Member Spotlight - William Bowlsbey

Member Spotlight - William Bowlsbey

From the Line to the Helm: Chef Bowlsbey’s Culinary Voyage
 
In May, William Bowlsbey was proudly inducted into the Chaîne des Rôtisseurs — a fitting honor for a man whose life has been steeped in culinary excellence. Born by the Chesapeake Bay, William has spent decades chasing flavor, adventure, and mastery in every kitchen he’s touched. 
 
His journey began in the late ‘70s at Schaefer’s Canal House in Maryland, followed by formal training at Johnson & Wales in Rhode Island — where he also met his wife, Danielle. (They’ve now been married 44 years and raised three daughters. Talk about a recipe for success.) 
 
From kosher catering in Texas to nouvelle cuisine in Dallas, William cooked alongside top chefs at Sheraton Hotels and helped open the Sheraton Inner Harbor in Baltimore.

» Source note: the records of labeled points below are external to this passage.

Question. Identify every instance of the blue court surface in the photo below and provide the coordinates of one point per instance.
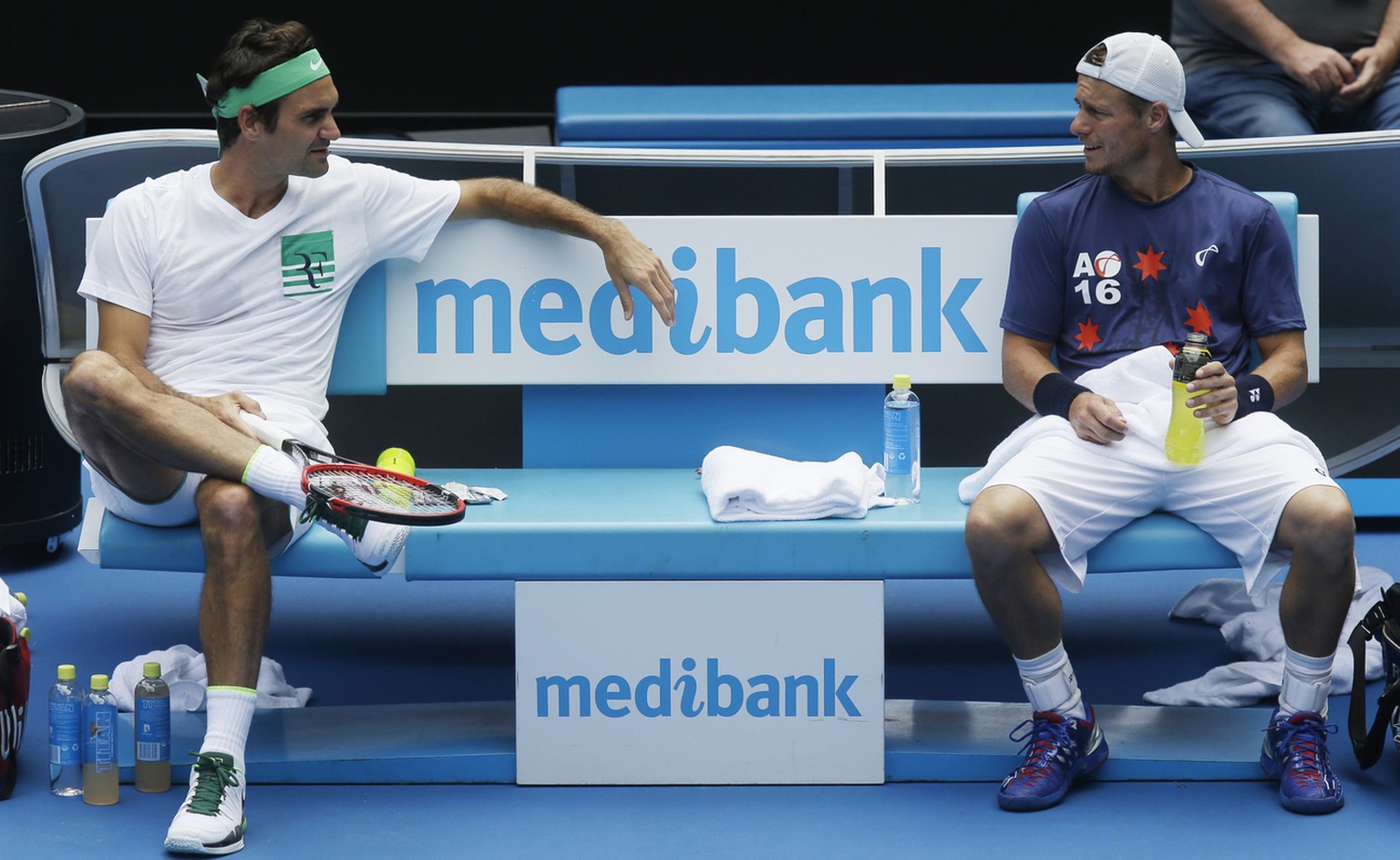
(443, 651)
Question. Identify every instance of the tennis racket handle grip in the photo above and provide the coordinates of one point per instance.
(265, 430)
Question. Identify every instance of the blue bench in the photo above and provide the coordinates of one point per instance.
(584, 513)
(817, 117)
(579, 509)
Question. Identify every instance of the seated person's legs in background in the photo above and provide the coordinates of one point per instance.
(1256, 101)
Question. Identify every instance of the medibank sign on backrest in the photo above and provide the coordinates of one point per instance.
(757, 298)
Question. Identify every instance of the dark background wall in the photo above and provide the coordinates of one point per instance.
(407, 65)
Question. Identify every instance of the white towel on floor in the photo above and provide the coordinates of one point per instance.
(1141, 386)
(182, 668)
(12, 608)
(746, 485)
(1256, 633)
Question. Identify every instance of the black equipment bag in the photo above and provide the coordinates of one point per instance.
(1382, 624)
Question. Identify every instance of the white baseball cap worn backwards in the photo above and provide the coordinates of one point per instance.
(1146, 66)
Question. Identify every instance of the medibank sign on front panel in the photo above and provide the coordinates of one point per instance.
(757, 298)
(707, 682)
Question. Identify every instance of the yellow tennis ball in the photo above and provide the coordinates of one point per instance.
(396, 460)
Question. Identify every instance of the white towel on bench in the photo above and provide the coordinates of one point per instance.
(183, 669)
(12, 608)
(1258, 633)
(1141, 386)
(747, 485)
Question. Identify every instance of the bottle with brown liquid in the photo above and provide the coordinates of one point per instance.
(99, 784)
(151, 729)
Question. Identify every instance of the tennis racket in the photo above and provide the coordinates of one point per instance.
(360, 489)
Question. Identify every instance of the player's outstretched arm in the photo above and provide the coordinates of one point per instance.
(627, 259)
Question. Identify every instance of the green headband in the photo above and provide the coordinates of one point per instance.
(274, 83)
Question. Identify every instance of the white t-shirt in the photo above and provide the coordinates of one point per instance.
(255, 305)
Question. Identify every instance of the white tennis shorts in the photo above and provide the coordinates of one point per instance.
(178, 509)
(1086, 496)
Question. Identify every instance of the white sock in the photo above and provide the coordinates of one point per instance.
(230, 716)
(1306, 682)
(1050, 684)
(276, 476)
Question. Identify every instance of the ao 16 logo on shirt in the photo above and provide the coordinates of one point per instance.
(1105, 266)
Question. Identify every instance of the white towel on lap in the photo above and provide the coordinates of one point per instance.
(1258, 633)
(182, 668)
(746, 485)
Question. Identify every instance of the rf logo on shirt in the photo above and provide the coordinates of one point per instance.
(308, 264)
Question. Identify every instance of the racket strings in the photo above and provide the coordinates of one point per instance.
(383, 491)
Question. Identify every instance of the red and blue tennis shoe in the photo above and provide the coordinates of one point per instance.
(1058, 750)
(1295, 754)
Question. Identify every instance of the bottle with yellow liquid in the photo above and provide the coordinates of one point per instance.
(1186, 433)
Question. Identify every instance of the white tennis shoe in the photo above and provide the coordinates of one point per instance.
(376, 545)
(211, 821)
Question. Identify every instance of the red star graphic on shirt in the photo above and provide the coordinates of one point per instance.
(1199, 318)
(1149, 264)
(1088, 335)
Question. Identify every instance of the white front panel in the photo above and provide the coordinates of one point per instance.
(707, 682)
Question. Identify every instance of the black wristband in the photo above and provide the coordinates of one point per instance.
(1055, 392)
(1255, 395)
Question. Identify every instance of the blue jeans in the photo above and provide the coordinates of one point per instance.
(1261, 101)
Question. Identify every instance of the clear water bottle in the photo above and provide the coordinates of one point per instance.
(1185, 431)
(901, 443)
(66, 734)
(99, 786)
(153, 731)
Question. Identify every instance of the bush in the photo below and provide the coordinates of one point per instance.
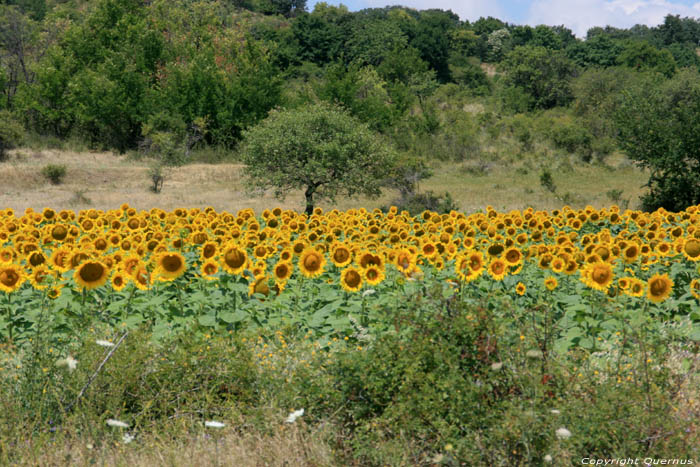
(659, 128)
(54, 172)
(11, 133)
(416, 203)
(572, 137)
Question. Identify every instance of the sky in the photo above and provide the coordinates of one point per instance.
(577, 15)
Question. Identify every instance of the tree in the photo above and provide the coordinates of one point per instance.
(541, 74)
(659, 128)
(641, 56)
(319, 149)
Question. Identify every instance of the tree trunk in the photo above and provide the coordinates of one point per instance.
(310, 199)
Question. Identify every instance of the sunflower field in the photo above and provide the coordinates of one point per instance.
(375, 304)
(325, 271)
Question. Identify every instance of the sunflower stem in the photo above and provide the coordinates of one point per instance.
(9, 314)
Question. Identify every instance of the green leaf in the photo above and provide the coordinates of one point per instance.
(207, 320)
(232, 317)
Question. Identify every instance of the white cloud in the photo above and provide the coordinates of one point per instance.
(580, 15)
(466, 9)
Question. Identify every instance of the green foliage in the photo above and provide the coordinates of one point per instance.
(417, 202)
(361, 91)
(319, 149)
(540, 74)
(659, 128)
(11, 133)
(54, 172)
(547, 181)
(571, 136)
(642, 56)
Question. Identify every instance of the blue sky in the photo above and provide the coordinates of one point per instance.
(578, 15)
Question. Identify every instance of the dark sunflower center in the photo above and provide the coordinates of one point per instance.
(352, 279)
(341, 255)
(234, 258)
(91, 272)
(312, 262)
(171, 263)
(657, 287)
(9, 277)
(59, 232)
(600, 275)
(692, 248)
(209, 251)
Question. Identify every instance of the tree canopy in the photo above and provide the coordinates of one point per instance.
(319, 149)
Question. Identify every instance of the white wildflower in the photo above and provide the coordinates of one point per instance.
(294, 415)
(117, 423)
(214, 424)
(69, 361)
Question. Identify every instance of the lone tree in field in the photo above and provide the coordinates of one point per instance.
(319, 149)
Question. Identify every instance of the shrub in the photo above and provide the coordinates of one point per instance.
(11, 133)
(415, 203)
(54, 172)
(572, 137)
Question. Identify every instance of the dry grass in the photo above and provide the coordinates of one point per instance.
(291, 445)
(106, 180)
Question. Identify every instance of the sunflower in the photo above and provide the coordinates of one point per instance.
(659, 287)
(351, 279)
(11, 277)
(631, 253)
(234, 259)
(7, 255)
(209, 269)
(141, 277)
(259, 285)
(283, 271)
(59, 259)
(695, 288)
(119, 280)
(341, 255)
(428, 248)
(367, 259)
(498, 269)
(59, 232)
(36, 258)
(39, 277)
(91, 274)
(405, 260)
(311, 262)
(551, 283)
(636, 288)
(624, 283)
(558, 265)
(374, 275)
(513, 256)
(170, 266)
(691, 249)
(597, 275)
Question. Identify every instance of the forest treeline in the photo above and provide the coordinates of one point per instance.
(170, 76)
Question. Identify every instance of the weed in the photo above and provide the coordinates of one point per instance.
(54, 172)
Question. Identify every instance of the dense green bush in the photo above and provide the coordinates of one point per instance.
(11, 133)
(54, 172)
(659, 128)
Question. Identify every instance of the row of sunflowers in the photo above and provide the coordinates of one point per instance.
(628, 252)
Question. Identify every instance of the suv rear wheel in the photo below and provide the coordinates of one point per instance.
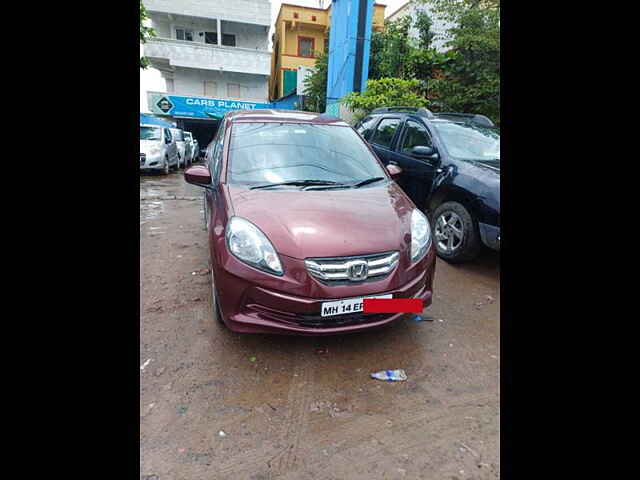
(455, 233)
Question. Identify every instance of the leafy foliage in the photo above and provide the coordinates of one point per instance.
(145, 33)
(470, 82)
(466, 78)
(316, 85)
(386, 92)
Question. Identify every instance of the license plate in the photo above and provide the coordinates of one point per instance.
(350, 305)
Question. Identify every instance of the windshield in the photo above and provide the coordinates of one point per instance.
(150, 133)
(263, 153)
(470, 142)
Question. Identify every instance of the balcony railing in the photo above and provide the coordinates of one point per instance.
(209, 57)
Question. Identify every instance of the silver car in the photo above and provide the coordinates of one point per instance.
(158, 149)
(178, 134)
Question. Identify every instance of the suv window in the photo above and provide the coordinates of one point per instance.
(365, 127)
(216, 152)
(385, 132)
(415, 135)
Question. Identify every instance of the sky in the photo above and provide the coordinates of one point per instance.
(151, 80)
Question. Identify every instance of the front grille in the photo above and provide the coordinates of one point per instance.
(335, 271)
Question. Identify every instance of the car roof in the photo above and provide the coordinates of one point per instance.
(284, 116)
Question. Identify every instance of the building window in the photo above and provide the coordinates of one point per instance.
(233, 90)
(306, 46)
(184, 34)
(228, 40)
(211, 37)
(210, 89)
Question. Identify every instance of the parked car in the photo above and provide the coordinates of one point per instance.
(304, 223)
(158, 149)
(196, 150)
(182, 146)
(450, 168)
(189, 148)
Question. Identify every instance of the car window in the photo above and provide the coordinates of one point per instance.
(263, 153)
(216, 158)
(385, 132)
(416, 135)
(469, 142)
(365, 127)
(150, 133)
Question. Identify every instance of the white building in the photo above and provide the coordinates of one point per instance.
(439, 25)
(209, 49)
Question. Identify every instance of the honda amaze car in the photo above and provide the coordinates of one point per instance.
(304, 223)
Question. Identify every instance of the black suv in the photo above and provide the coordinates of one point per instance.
(450, 168)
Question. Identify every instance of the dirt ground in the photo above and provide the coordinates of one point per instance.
(219, 405)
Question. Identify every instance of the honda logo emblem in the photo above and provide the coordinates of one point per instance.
(357, 270)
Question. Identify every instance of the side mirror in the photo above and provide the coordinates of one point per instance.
(394, 170)
(198, 175)
(423, 152)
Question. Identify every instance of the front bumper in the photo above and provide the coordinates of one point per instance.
(250, 308)
(152, 162)
(490, 235)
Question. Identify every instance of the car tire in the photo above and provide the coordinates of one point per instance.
(455, 233)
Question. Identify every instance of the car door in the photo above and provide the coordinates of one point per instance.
(381, 139)
(214, 163)
(172, 149)
(417, 173)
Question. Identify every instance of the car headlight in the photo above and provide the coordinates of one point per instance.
(248, 244)
(420, 235)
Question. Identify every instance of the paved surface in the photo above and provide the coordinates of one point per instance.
(289, 412)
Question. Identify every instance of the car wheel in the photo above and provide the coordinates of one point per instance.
(455, 233)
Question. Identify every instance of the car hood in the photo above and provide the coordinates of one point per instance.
(148, 145)
(328, 223)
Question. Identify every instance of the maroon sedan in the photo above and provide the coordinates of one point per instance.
(304, 223)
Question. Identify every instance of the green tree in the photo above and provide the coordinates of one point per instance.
(385, 92)
(316, 85)
(470, 82)
(145, 33)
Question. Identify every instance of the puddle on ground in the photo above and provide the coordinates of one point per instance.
(150, 210)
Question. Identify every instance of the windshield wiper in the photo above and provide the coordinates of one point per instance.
(368, 181)
(301, 183)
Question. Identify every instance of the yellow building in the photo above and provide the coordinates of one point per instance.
(300, 35)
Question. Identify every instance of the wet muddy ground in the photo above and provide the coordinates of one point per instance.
(218, 405)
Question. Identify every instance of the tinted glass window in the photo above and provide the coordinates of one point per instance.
(178, 135)
(469, 142)
(262, 153)
(385, 131)
(416, 135)
(365, 127)
(150, 133)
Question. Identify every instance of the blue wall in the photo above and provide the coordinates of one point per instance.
(345, 17)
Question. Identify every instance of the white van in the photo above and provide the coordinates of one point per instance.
(158, 149)
(178, 135)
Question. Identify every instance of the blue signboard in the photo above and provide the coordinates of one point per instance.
(197, 107)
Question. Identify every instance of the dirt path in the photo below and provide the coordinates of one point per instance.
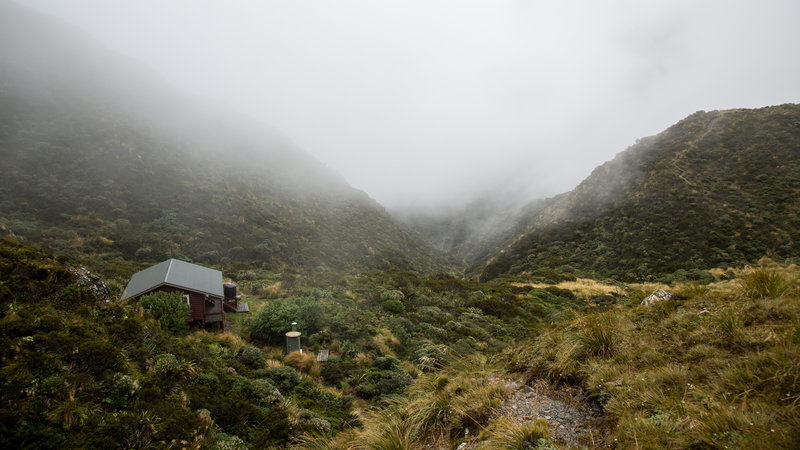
(573, 422)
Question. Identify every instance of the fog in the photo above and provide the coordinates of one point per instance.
(430, 103)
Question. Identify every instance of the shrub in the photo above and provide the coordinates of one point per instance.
(393, 306)
(170, 309)
(251, 355)
(762, 283)
(274, 319)
(165, 364)
(304, 362)
(97, 355)
(285, 378)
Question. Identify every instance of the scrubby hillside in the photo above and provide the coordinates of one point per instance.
(718, 366)
(104, 162)
(717, 188)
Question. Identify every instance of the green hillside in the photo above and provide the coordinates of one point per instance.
(717, 189)
(105, 163)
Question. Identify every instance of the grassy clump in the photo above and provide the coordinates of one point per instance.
(512, 434)
(766, 283)
(720, 368)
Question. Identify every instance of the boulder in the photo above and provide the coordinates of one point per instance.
(658, 296)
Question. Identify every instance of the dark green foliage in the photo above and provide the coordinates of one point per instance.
(103, 375)
(384, 377)
(170, 309)
(393, 306)
(274, 320)
(251, 356)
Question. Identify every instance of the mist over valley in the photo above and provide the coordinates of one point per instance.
(399, 225)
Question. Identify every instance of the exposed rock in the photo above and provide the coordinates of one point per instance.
(658, 296)
(571, 424)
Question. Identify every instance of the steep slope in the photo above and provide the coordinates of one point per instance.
(104, 162)
(715, 189)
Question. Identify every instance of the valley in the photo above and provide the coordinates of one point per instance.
(499, 323)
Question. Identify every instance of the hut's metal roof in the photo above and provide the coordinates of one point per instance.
(177, 273)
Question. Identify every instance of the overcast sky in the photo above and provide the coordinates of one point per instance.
(423, 102)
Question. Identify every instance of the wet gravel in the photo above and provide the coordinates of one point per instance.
(573, 421)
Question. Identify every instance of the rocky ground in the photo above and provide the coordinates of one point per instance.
(574, 422)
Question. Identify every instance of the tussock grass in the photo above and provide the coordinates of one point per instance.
(763, 283)
(720, 368)
(512, 434)
(434, 411)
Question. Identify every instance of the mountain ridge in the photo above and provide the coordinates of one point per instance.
(703, 192)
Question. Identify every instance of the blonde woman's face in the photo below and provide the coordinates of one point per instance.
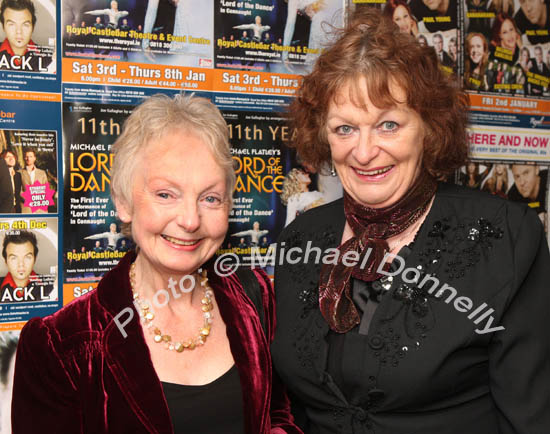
(476, 49)
(402, 18)
(508, 35)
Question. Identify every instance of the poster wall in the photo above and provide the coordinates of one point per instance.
(67, 86)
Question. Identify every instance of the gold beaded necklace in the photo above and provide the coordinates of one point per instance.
(147, 317)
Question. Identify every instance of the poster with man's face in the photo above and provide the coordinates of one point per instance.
(27, 35)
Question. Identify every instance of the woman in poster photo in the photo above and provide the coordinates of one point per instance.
(497, 181)
(296, 195)
(475, 64)
(366, 340)
(505, 40)
(400, 12)
(198, 362)
(319, 11)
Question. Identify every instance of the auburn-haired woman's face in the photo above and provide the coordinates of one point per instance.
(477, 49)
(403, 19)
(377, 152)
(508, 35)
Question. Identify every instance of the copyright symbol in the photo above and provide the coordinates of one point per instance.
(226, 264)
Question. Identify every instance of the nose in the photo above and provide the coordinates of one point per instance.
(366, 149)
(188, 216)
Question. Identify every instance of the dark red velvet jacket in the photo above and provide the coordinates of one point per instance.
(76, 373)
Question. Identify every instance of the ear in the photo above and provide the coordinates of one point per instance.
(124, 211)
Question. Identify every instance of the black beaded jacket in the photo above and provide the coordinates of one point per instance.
(437, 360)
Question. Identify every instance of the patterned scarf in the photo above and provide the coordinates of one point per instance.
(371, 228)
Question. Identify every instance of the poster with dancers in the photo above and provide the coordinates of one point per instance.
(282, 36)
(144, 31)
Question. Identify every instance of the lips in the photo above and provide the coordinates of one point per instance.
(180, 242)
(376, 173)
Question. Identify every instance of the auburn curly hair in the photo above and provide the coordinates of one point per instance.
(371, 47)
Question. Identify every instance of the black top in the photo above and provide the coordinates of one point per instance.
(206, 409)
(428, 364)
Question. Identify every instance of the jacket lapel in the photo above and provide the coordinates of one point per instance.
(128, 357)
(249, 348)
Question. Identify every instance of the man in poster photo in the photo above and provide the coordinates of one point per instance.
(539, 68)
(529, 186)
(21, 284)
(437, 15)
(18, 51)
(442, 55)
(30, 174)
(533, 21)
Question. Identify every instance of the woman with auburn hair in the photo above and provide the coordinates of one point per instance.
(198, 361)
(505, 39)
(476, 62)
(409, 305)
(400, 13)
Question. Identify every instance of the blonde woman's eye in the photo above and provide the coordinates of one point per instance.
(212, 199)
(344, 130)
(389, 126)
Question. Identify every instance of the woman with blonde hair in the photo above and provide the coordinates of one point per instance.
(199, 360)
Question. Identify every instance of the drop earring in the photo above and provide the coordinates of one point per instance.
(332, 171)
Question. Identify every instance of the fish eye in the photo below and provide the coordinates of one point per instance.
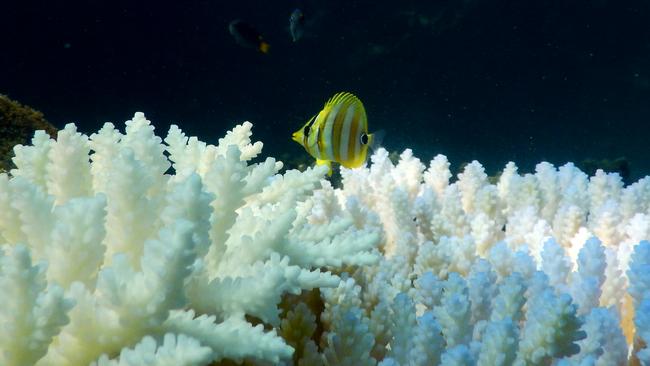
(364, 139)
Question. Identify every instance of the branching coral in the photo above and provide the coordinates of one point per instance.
(140, 266)
(412, 267)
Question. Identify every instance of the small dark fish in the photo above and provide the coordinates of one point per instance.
(247, 36)
(297, 24)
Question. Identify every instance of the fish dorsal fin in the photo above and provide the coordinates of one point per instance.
(344, 98)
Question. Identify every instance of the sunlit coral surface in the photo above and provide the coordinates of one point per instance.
(113, 258)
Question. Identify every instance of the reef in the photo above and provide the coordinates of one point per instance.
(17, 126)
(109, 259)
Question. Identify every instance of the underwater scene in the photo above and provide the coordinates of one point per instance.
(452, 182)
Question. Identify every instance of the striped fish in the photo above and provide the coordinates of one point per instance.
(338, 133)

In the late ‘80s, he took on Wall Street as Chef at Morgan William’s Restaurant, then opened his own place before bringing his talents to corporate dining giants like Marriott, Sodexo, and Colgate-Palmolive. 
 
One of his most defining roles? Global Executive Chef for Merrill Lynch during the 9/11crisis — leading with calm, care, and world-class cuisine. Later, he brought Ivy League flair to Princeton University’s dining scene and eventually led a top-tier culinary team at Evonik. 
 
Now, he’s passing the torch as a certified Culinary Instructor in New Jersey, shaping tomorrow’s chefs with decades of expertise (and likely a few short rib taco tips). 
 
Outside the kitchen, William’s at home on the water — he crewed the Pride of Baltimore II and still races sailboats. He’s also a fan of photography and great food — especially at American Grille in the Borgata, his Atlantic City go-to. 
 
With a career as rich as his recipes, William Bowlsbey is the kind of chef who makes every bite — and every story — count.